A Belgian model known for her street style has become one of the first high-profile faces of the intersex community.

Hanne Gaby Odiele announced Monday that she is intersex, a condition in which a person is born with a reproductive system that is not typically male or female. Odiele, 29, of Kortrijk, Belgium, said she is speaking out to break the silence about the condition.

"It is very important to me in my life right now to break the taboo," Odiele told USA Today. "At this point, in this day and age, it should be perfectly all right to talk about this."

Scroll down to see a video of Odiele talking about being intersex

The New York-based runway model, who has worked for brands like Chanel, Dior and Alexander Wang, has teamed up with interACT, Advocates for Intersex Youth, a nonprofit organization that aims to give a voice to intersex children. The organization also fights what it calls human rights violations -- surgeries to which many children are subjected in order to make them more typically male or female.

USA Today reported that Odiele was born with androgen insensitivity syndrome, which left her with XY chromosomes more typically found in men. Doctors found that she had internal, undescended male sex organs that her parents had surgically removed when she was 10 years old.

Odiele said her parents were told that she could develop cancer if they were not removed, and that she would not develop as a typical female. As a child, she said, she did not fully comprehend what was happening.

"I knew at one point after the surgery, I could not have kids, I was not having my period," Odiele told USA Today. "I knew something was wrong with me."

Odiele also underwent external reconstructive surgery when she was 18, about a year after her modeling career began.

Odiele said the surgeries were traumatic, mostly because of the misleading information that she and her parents were given. According to interACT, the surgical interventions to which children are subjected are driven more by fear of "non-binary" bodies than by medical necessity.

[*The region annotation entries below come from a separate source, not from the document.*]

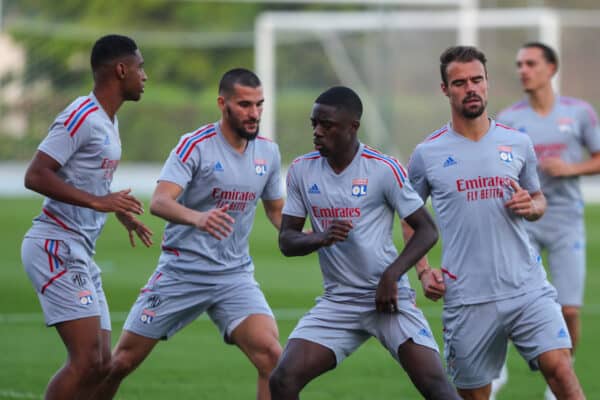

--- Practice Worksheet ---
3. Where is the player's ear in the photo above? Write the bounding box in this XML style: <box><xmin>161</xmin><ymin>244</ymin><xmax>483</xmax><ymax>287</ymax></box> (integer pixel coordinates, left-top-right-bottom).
<box><xmin>217</xmin><ymin>96</ymin><xmax>225</xmax><ymax>111</ymax></box>
<box><xmin>115</xmin><ymin>62</ymin><xmax>127</xmax><ymax>80</ymax></box>
<box><xmin>440</xmin><ymin>82</ymin><xmax>448</xmax><ymax>96</ymax></box>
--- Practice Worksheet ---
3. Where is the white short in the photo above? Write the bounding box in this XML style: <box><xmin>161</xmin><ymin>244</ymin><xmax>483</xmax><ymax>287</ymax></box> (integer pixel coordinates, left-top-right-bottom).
<box><xmin>21</xmin><ymin>237</ymin><xmax>111</xmax><ymax>330</ymax></box>
<box><xmin>123</xmin><ymin>270</ymin><xmax>273</xmax><ymax>343</ymax></box>
<box><xmin>289</xmin><ymin>298</ymin><xmax>439</xmax><ymax>364</ymax></box>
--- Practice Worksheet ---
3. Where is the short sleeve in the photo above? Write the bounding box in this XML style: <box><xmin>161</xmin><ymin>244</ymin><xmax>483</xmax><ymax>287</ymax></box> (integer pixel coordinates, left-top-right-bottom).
<box><xmin>158</xmin><ymin>135</ymin><xmax>200</xmax><ymax>189</ymax></box>
<box><xmin>38</xmin><ymin>119</ymin><xmax>93</xmax><ymax>165</ymax></box>
<box><xmin>383</xmin><ymin>159</ymin><xmax>423</xmax><ymax>218</ymax></box>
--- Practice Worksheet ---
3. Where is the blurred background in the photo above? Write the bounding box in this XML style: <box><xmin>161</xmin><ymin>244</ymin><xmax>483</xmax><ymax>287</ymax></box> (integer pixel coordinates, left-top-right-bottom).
<box><xmin>0</xmin><ymin>0</ymin><xmax>600</xmax><ymax>173</ymax></box>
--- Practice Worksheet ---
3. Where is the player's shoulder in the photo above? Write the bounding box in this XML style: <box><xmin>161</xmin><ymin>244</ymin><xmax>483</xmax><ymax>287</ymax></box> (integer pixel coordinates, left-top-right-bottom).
<box><xmin>54</xmin><ymin>95</ymin><xmax>103</xmax><ymax>137</ymax></box>
<box><xmin>291</xmin><ymin>151</ymin><xmax>322</xmax><ymax>165</ymax></box>
<box><xmin>498</xmin><ymin>99</ymin><xmax>529</xmax><ymax>119</ymax></box>
<box><xmin>415</xmin><ymin>124</ymin><xmax>450</xmax><ymax>151</ymax></box>
<box><xmin>175</xmin><ymin>123</ymin><xmax>217</xmax><ymax>162</ymax></box>
<box><xmin>361</xmin><ymin>145</ymin><xmax>407</xmax><ymax>182</ymax></box>
<box><xmin>494</xmin><ymin>121</ymin><xmax>532</xmax><ymax>147</ymax></box>
<box><xmin>361</xmin><ymin>144</ymin><xmax>399</xmax><ymax>163</ymax></box>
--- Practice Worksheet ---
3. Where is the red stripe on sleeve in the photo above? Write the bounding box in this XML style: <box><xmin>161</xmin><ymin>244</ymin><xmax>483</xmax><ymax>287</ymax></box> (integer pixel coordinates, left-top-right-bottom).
<box><xmin>65</xmin><ymin>97</ymin><xmax>92</xmax><ymax>126</ymax></box>
<box><xmin>71</xmin><ymin>106</ymin><xmax>98</xmax><ymax>137</ymax></box>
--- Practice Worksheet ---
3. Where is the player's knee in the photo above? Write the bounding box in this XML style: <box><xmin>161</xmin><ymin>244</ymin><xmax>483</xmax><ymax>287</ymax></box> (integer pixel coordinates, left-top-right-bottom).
<box><xmin>269</xmin><ymin>365</ymin><xmax>298</xmax><ymax>398</ymax></box>
<box><xmin>69</xmin><ymin>352</ymin><xmax>110</xmax><ymax>381</ymax></box>
<box><xmin>109</xmin><ymin>351</ymin><xmax>137</xmax><ymax>380</ymax></box>
<box><xmin>252</xmin><ymin>341</ymin><xmax>282</xmax><ymax>378</ymax></box>
<box><xmin>547</xmin><ymin>355</ymin><xmax>574</xmax><ymax>383</ymax></box>
<box><xmin>419</xmin><ymin>372</ymin><xmax>459</xmax><ymax>400</ymax></box>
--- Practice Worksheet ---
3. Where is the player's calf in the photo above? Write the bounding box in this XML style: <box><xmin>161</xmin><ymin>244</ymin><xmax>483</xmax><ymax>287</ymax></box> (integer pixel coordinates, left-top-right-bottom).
<box><xmin>538</xmin><ymin>349</ymin><xmax>585</xmax><ymax>400</ymax></box>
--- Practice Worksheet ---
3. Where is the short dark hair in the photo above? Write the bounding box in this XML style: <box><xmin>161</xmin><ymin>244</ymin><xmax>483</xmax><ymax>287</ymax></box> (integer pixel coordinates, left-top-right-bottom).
<box><xmin>90</xmin><ymin>34</ymin><xmax>138</xmax><ymax>71</ymax></box>
<box><xmin>440</xmin><ymin>46</ymin><xmax>487</xmax><ymax>85</ymax></box>
<box><xmin>219</xmin><ymin>68</ymin><xmax>262</xmax><ymax>95</ymax></box>
<box><xmin>521</xmin><ymin>42</ymin><xmax>558</xmax><ymax>70</ymax></box>
<box><xmin>315</xmin><ymin>86</ymin><xmax>362</xmax><ymax>119</ymax></box>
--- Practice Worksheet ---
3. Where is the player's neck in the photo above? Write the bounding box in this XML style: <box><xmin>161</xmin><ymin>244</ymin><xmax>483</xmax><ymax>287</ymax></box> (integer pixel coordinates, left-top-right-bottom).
<box><xmin>452</xmin><ymin>112</ymin><xmax>490</xmax><ymax>142</ymax></box>
<box><xmin>527</xmin><ymin>85</ymin><xmax>555</xmax><ymax>116</ymax></box>
<box><xmin>327</xmin><ymin>142</ymin><xmax>360</xmax><ymax>174</ymax></box>
<box><xmin>94</xmin><ymin>85</ymin><xmax>123</xmax><ymax>121</ymax></box>
<box><xmin>219</xmin><ymin>120</ymin><xmax>248</xmax><ymax>154</ymax></box>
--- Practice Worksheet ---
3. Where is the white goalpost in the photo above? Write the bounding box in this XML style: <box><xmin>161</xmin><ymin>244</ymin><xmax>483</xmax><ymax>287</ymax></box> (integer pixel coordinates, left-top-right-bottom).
<box><xmin>255</xmin><ymin>6</ymin><xmax>564</xmax><ymax>159</ymax></box>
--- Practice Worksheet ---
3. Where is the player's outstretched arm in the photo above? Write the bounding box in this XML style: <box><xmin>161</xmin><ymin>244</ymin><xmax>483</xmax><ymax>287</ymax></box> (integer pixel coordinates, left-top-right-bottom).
<box><xmin>115</xmin><ymin>212</ymin><xmax>153</xmax><ymax>247</ymax></box>
<box><xmin>279</xmin><ymin>214</ymin><xmax>353</xmax><ymax>257</ymax></box>
<box><xmin>25</xmin><ymin>151</ymin><xmax>144</xmax><ymax>214</ymax></box>
<box><xmin>402</xmin><ymin>220</ymin><xmax>446</xmax><ymax>301</ymax></box>
<box><xmin>504</xmin><ymin>179</ymin><xmax>546</xmax><ymax>221</ymax></box>
<box><xmin>375</xmin><ymin>207</ymin><xmax>438</xmax><ymax>312</ymax></box>
<box><xmin>262</xmin><ymin>199</ymin><xmax>283</xmax><ymax>230</ymax></box>
<box><xmin>150</xmin><ymin>181</ymin><xmax>235</xmax><ymax>240</ymax></box>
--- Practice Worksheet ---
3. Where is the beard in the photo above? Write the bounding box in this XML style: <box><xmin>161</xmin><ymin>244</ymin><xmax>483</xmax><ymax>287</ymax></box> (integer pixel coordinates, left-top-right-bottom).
<box><xmin>461</xmin><ymin>96</ymin><xmax>487</xmax><ymax>119</ymax></box>
<box><xmin>226</xmin><ymin>107</ymin><xmax>260</xmax><ymax>140</ymax></box>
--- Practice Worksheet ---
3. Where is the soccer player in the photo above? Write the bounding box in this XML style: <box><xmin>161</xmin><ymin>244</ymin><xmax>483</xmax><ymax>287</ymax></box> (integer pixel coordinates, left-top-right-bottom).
<box><xmin>270</xmin><ymin>87</ymin><xmax>458</xmax><ymax>400</ymax></box>
<box><xmin>21</xmin><ymin>35</ymin><xmax>152</xmax><ymax>400</ymax></box>
<box><xmin>498</xmin><ymin>42</ymin><xmax>600</xmax><ymax>400</ymax></box>
<box><xmin>409</xmin><ymin>46</ymin><xmax>583</xmax><ymax>399</ymax></box>
<box><xmin>99</xmin><ymin>68</ymin><xmax>283</xmax><ymax>400</ymax></box>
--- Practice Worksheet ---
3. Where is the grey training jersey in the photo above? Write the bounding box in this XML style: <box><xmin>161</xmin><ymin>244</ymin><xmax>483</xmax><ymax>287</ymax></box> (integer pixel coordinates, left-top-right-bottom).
<box><xmin>283</xmin><ymin>144</ymin><xmax>423</xmax><ymax>304</ymax></box>
<box><xmin>26</xmin><ymin>93</ymin><xmax>121</xmax><ymax>252</ymax></box>
<box><xmin>498</xmin><ymin>96</ymin><xmax>600</xmax><ymax>215</ymax></box>
<box><xmin>158</xmin><ymin>123</ymin><xmax>282</xmax><ymax>280</ymax></box>
<box><xmin>408</xmin><ymin>120</ymin><xmax>546</xmax><ymax>305</ymax></box>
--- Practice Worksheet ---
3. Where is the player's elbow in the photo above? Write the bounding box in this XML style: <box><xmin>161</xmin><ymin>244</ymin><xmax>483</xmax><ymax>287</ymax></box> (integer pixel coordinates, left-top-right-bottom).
<box><xmin>279</xmin><ymin>231</ymin><xmax>302</xmax><ymax>257</ymax></box>
<box><xmin>150</xmin><ymin>196</ymin><xmax>164</xmax><ymax>217</ymax></box>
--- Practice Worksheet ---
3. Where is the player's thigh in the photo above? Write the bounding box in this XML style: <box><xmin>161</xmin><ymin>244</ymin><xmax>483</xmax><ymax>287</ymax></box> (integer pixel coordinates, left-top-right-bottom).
<box><xmin>90</xmin><ymin>260</ymin><xmax>112</xmax><ymax>332</ymax></box>
<box><xmin>123</xmin><ymin>271</ymin><xmax>214</xmax><ymax>339</ymax></box>
<box><xmin>207</xmin><ymin>272</ymin><xmax>279</xmax><ymax>344</ymax></box>
<box><xmin>443</xmin><ymin>302</ymin><xmax>508</xmax><ymax>389</ymax></box>
<box><xmin>547</xmin><ymin>219</ymin><xmax>586</xmax><ymax>306</ymax></box>
<box><xmin>21</xmin><ymin>238</ymin><xmax>110</xmax><ymax>329</ymax></box>
<box><xmin>289</xmin><ymin>298</ymin><xmax>371</xmax><ymax>364</ymax></box>
<box><xmin>510</xmin><ymin>287</ymin><xmax>571</xmax><ymax>370</ymax></box>
<box><xmin>271</xmin><ymin>338</ymin><xmax>337</xmax><ymax>389</ymax></box>
<box><xmin>362</xmin><ymin>300</ymin><xmax>439</xmax><ymax>361</ymax></box>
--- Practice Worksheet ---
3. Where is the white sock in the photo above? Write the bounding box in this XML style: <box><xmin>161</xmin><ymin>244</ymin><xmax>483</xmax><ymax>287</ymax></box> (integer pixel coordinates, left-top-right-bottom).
<box><xmin>490</xmin><ymin>363</ymin><xmax>508</xmax><ymax>400</ymax></box>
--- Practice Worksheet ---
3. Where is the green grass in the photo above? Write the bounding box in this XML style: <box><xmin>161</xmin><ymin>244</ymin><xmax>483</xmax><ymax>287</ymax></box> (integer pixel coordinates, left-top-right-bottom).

Kimberly Zieselman, executive director of interACT, told USA Today that she was 40 years old, married and the mother of two adopted children when she learned the truth about her condition. She had surgery at 15 to remove what doctors told her parents was a partially formed female reproductive system. As in Odiele's case, the concern for her parents was the development of cancer later in life.

When she obtained her medical records years later, she was stunned, Zieselman said. She never had female organs, partial or otherwise. What doctors had removed were internal, undescended male organs.

"My story, quite frankly, is not unique. Hundreds of women have a similar story," Zieselman told the newspaper.

The United Nations estimates that up to 1.7 percent of the population is born with intersex traits. That percentage is similar to the percentage of people born with red hair.

InterACT's main priority, according to a news release issued Monday, is to stop medically unnecessary treatment and other human rights violations faced by intersex children.

"It is time for intersex people to come out of the shadows, claim our status, let go of shame and speak out against the unnecessary and harmful surgeries many of us were subjected to as children," Odiele said in the news release. "Intersex children born today are still at risk for these human rights violations. I will use my voice and platform to help end such abuses."